I, therefore, agree with him and hold that that circumstance of a higher gross profit shown by trading account cannot be held to have proved that the market value of the closing stock exceeded the book value by 20 per cent so that the provisions of Rule 2B(2) could be applied. Before I conclude, I would like to mention a fact brought to my notice during the course of hearing of these appeals by the learned Advocate for the assessee, Mr. N.M. Ranka, that huge stocks amounting to Us. 1,65,000 were purchased either one day before the closure of the accounting year or on the last day of the accounting year which formed a large chunk and which were included in the closing stock at cost and in respect of which the market value could not be anything other than the cost at which they were purchased. An article purchased on the last day of the accounting year will not have a market value higher than the cost unless it was shown by positive evidence that the purchase value of that commodity or article was grossly under-valued or under-invoiced. Otherwise, normally the market value of such an article or commodity would be the same as that of the purchase price. This is also an additional reason why the rate of gross profit shown by the trading account cannot be taken as the conclusive proof that the market value of the closing stock would exceed the book value by 20 per cent.

This would again prove how fallacious, unsafe the conclusion of the WTO could be if reliance is to be placed all by itself on the rate of gross profit disclosed by the trading account.

3. The matter will now go before the regular Bench so that the appeal can be disposed of in accordance with the opinion of the majority.
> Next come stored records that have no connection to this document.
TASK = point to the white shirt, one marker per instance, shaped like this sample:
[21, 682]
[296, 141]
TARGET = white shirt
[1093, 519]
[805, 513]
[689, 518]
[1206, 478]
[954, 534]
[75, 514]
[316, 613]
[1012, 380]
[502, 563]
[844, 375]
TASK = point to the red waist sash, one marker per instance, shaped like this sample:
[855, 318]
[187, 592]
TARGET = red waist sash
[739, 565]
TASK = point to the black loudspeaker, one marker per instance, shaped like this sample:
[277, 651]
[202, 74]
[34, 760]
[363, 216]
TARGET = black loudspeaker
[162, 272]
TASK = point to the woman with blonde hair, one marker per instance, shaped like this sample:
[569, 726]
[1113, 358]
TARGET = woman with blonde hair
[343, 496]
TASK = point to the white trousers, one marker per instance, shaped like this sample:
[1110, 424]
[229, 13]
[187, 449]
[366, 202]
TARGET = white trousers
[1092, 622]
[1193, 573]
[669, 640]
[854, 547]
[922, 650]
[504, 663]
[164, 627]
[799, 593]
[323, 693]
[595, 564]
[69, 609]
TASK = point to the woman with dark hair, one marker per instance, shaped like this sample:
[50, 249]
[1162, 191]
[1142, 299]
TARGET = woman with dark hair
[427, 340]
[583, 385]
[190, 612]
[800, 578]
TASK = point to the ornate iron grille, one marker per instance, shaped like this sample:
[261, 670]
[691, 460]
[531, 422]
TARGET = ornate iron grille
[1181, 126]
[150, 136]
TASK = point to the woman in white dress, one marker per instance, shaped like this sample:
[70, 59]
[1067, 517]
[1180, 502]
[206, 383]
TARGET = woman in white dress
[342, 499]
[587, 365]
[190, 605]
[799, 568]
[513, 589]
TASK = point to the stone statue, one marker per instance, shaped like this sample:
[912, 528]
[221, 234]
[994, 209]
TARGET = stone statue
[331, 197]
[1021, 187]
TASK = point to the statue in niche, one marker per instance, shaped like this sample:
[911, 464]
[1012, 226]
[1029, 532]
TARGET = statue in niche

1. These appeals are by the revenue. The only main issue for our consideration in these appeals is whether on the facts and in the, circumstances of the case the Commissioner (Appeals) erred in holding that the WTO was not justified in invoking the provisions of Rule 2B(2). There was a difference between the Members of the Bench. The matter was referred to the President 24(11) of the WT Act read with Section 255(4) of the IT Act, 1961. The Hon'ble President as Third Member has agreed with the view taken by the Judicial Member. The majority view expressed is that Rule 2B(2) cannot be invoked on the facts and in the circumstances of the case. Following the majority view, we confirm the view taken by the CWT(A). Since there is no difference of opinion with regard to Section 5(1)(xxxii), the view taken by the CWT(A) is confirmed.